Colmar 28e féver 1756
Comme vous avez tous les talens, Mon cher ami, vous avez indubitablement beaucoup de mémoire, ainsi il vous arrive quelquefois de repasser dans vôtre esprit le triste séjour que vous avez fait à Colmar.
Je tiens mon coin dans le tableau, et vous dittes sans doutte en me voïant passer avec tant d'objets, que fait celui là? Hélas! j'essuïe sans être Roi le destin de Nabuchodonosor; je vis parmi les bêtes. Indépendamment du sceptre et de la Pénitence, mon sort est pourtant un peu différent du sien: le Roi Brute digéroit, et je ne digère rien.
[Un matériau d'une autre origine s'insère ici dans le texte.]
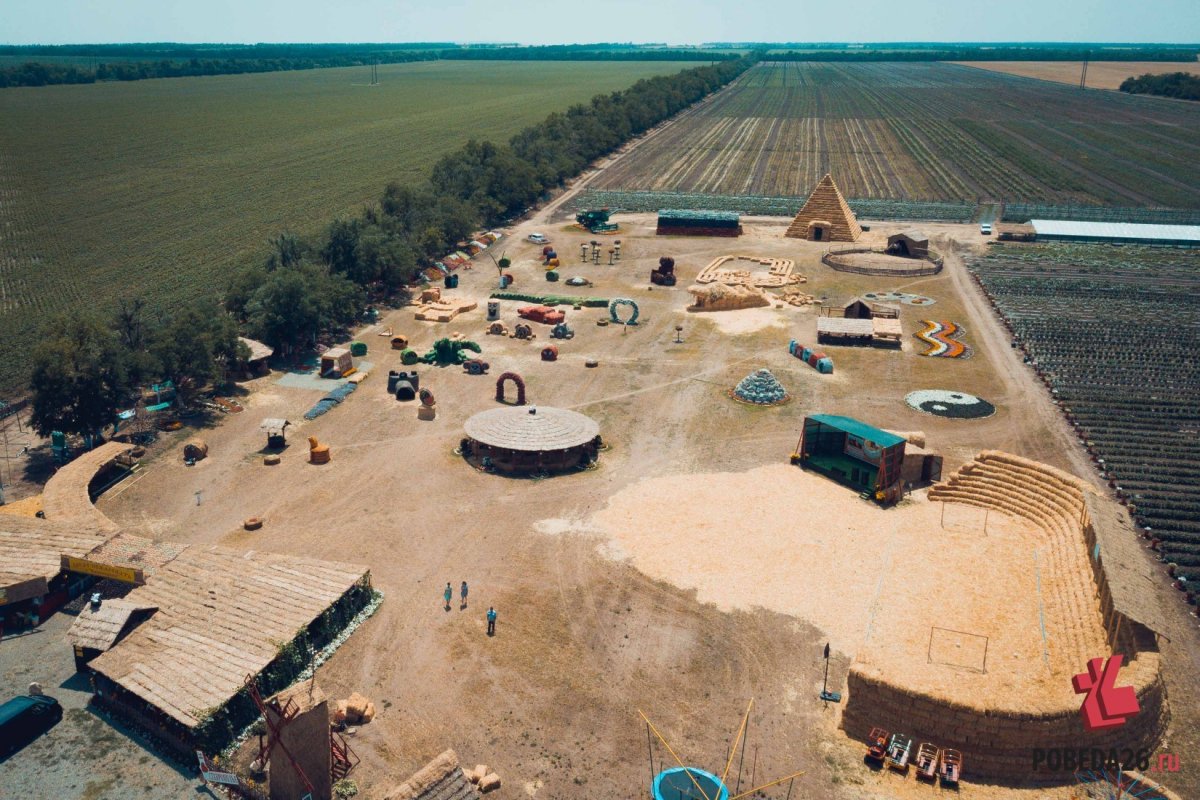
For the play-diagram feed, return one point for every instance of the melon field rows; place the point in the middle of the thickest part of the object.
(923, 131)
(162, 187)
(1114, 332)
Si j'avois son Estomac je me consolerois du reste. Pour lui ressembler de ce côté là je vais manger des herbes. Le Carême vient à propos pour cela. Je ferai pénitence par Régime. Les Instituteurs du Ramezan n'étoient-ils pas médecins?
Etes vous à Monrion? qu'ÿ faittes vous? les gros membres du Corps helvétique viennent-ils souvent dévorer vos bartavelles, avaler vôtre bon vin et manger vôtre tems? Je ne vous parle pas de vos études. La Renommée m'en instruira.
Les beaux jours commencent à renaitre. Il n'en est point pour moi depuis que je ne vous vois plus. Si la Suisse a des printems, profittez de celui que la nature vous ÿ prépare. Le plus grand bonheur à mon sens, est de joüir du soleil d'un beau jour sans chagrin et sans affaire. La terre a tremblé par ici. Les vents ont fait un ravage horrible. Pour un philosophe que ce Tintamarre a endormi, il a tenû bien du monde éveillé.
Mille respects à Made Denis. A t'elle cessé d'être vôtre infirmière et la Rhubarbe vous a t'elle Enfin mis en état de vous passer de drogue? Il parait ici une Epitre de Grisbourdon. Elle a été faitte dans une Taverne de l'Enfer. Grisbourdon méritteroit d'être damné quand il n'auroit commis que ce sacrilège Contre le bon Goût.